My students are no strangers to my... rants about Pyrus calleryana 'Bradford,' or Bradford Pears.

Sadly, I was not a plant geek when my parents hired a landscape designer for their house in Virginia. Otherwise, I would have protested against the use of this tree.

Alas, 20 years later this tree has succumbed like so many others Bradfords before it.

Bradfords, as you may know, are notoriously weak-wooded. They grow very quickly and that, coupled with the acute branching habit, is a recipe for the damage you can see in these photos. You have probably seen Bradfords and noted their perfect lollipop shape. After it loses a limb like this, it doesn't recover. Instead it looks like a lemon missing a wedge and will never quite fill in.
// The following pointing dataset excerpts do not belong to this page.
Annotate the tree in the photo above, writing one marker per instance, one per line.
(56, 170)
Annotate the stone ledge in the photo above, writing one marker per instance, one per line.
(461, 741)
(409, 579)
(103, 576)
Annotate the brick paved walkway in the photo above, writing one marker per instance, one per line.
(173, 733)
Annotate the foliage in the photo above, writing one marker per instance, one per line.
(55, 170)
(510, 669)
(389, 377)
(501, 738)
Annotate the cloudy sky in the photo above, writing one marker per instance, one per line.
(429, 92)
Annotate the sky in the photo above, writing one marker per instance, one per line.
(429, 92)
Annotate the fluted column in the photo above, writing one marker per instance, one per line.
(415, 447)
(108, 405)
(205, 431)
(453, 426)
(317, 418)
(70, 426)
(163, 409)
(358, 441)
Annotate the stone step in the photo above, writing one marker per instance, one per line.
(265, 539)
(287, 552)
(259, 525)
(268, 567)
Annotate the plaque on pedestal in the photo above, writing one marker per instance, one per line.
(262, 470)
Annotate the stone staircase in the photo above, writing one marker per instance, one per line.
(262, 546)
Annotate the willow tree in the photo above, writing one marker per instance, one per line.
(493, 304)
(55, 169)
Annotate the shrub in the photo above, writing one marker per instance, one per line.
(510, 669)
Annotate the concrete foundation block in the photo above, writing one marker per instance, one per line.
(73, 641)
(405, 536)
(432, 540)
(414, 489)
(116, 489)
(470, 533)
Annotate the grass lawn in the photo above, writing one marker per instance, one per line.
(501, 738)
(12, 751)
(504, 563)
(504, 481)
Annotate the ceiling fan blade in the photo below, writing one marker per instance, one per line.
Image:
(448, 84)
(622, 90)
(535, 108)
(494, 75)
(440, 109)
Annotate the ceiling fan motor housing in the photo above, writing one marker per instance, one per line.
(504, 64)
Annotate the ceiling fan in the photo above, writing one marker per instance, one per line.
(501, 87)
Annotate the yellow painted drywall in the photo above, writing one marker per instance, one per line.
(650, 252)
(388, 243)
Due to their low cost, they are also so over-used that the pollen is causing more allergies each spring when they bloom.

Finally, the wood rots very quickly after this kind of damage and it will be a fast ride to oblivion for this specimen.

It's always fun to say 'I told you so,' right? I'm glad no damage was done to their house, otherwise I may have held back a bit. But please: don't plant Bradford Pears!


Nazardesign said...

Our neighbors have one of these in their front yard. The roots seem to be a problem as well. I didn't know this about them.

daryoush said...

That last photo looks kinda creepy... like a gaping maw from hell or something.

suzieseashell said...

You hate seagulls? That is too strong of an emotion for a poor defenseless creature. I do think they are nothing more than rats with wings!
Suzie SeaShell

. . . Lisa and Robb . . . said...

Yes! The grimacing gawp of the Bradford pear. I think their flowers smell vile. We had one outside a bedroom window in Baltimore, and loathed the smell of the flowers.